I numeri di Confartigianato dicono che non c’è il 52,2 per cento del personale necessario con alta competenza digitale, il 52,6 per cento di manodopera che abbia conoscenza digitale di base e il 52,6 per cento dei lavoratori che abbiano competenze per metodi matematici e informatici.
«La scarsità di personale con le giuste competenze frena le transizioni ecologica e digitale ed è indicato come il problema più grave dalle piccole e medie imprese isolane» sostengono Giacomo Meloni e Fabio Mereu, rispettivamente presidente e vicepresidente vicario di Confartigianato Sardegna, «e questo problema supera anche quelli della burocrazia, dell’accesso al credito e della concorrenza sleale».
La carenza di figure specializzate incide sulla competitività dei piccoli imprenditori sardi che puntano all’innovazione e stanno facendo ricorso all’intelligenza artificiale.
La proposta di Confartigianato è quella di lavorare nella direzione della collaborazione con le scuole e nella persuasione delle famiglie, soprattutto per quanto riguarda il percorso di studi da scegliere.
Le difficoltà delle imprese sarde trovano riscontro anche nelle pari grado nazionali, soprattutto in confronto con la situazione delle piccole e medie imprese dell’Unione Europea.
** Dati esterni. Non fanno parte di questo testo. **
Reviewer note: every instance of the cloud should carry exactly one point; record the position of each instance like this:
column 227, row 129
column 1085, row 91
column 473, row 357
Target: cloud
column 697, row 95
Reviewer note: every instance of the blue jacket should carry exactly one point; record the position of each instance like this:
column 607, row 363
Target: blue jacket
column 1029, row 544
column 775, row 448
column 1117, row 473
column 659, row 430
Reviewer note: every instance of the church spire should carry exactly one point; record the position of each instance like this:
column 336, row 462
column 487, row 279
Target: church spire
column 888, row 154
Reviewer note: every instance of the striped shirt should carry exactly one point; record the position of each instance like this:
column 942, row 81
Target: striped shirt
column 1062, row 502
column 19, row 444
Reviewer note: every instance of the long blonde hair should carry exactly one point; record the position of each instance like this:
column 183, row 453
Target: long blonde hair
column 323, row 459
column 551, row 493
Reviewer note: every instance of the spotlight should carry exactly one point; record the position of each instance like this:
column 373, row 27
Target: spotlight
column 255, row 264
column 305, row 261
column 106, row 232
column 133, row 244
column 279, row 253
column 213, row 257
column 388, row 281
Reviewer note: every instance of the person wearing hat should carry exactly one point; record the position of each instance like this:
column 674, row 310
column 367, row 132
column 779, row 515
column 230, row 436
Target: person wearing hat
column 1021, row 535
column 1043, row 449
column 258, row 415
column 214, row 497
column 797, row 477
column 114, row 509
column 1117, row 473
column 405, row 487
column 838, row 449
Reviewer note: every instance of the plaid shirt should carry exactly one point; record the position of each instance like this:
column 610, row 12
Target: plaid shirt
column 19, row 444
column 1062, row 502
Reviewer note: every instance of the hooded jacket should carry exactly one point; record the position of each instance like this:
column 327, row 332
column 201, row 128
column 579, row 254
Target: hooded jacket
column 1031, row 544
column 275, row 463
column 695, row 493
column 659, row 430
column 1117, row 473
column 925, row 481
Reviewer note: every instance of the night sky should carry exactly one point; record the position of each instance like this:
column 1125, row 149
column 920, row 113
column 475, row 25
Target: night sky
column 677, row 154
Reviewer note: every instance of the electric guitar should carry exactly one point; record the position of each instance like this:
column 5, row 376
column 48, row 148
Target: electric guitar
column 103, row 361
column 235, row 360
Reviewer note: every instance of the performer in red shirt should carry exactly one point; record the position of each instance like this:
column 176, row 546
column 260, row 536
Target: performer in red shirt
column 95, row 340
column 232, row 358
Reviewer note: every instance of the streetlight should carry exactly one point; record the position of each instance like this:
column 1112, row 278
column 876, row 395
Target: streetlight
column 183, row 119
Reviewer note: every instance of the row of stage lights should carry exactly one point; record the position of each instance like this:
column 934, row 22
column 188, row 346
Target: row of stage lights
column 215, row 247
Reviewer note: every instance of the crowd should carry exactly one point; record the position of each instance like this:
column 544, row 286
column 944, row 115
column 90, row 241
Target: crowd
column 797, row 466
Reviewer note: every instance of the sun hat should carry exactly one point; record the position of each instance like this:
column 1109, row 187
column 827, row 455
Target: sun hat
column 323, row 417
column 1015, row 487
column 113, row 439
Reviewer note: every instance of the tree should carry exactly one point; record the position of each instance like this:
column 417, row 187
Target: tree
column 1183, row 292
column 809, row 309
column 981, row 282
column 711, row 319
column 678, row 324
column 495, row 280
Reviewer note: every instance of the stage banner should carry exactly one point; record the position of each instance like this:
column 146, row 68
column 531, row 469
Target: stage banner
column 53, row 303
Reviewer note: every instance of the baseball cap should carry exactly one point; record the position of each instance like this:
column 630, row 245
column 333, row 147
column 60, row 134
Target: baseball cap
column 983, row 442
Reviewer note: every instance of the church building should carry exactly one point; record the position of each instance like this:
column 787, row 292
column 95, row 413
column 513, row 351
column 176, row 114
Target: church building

Stando al Rapporto di Confartigianato Sardegna, l’intelligenza artificiale trova applicazione tra i piccoli imprenditori in particolare per la sicurezza informatica, per il controllo dell’accesso a luoghi di lavoro, a dati o a servizi, per la manutenzione di macchinari, l’utilizzo adeguato di energia e materie prime, il trattamento dei rifiuti e la gestione della logistica.
Un altro tema da affrontare, secondo il vicepresidente Mereu, è quello relativo al rischio della cosiddetta disoccupazione tecnologica: serve, insomma, valutare le opportunità, ma anche i rischi che l’intelligenza artificiale propone.
«Spetta all’intelligenza artigiana» secondo Mereu, «governare l’intelligenza artificiale». Analizzando i dati nel dettaglio, si scopre come la maggiore carenza riguarda elettrotecnici, tecnici della produzione di servizi, tecnici web, programmatori.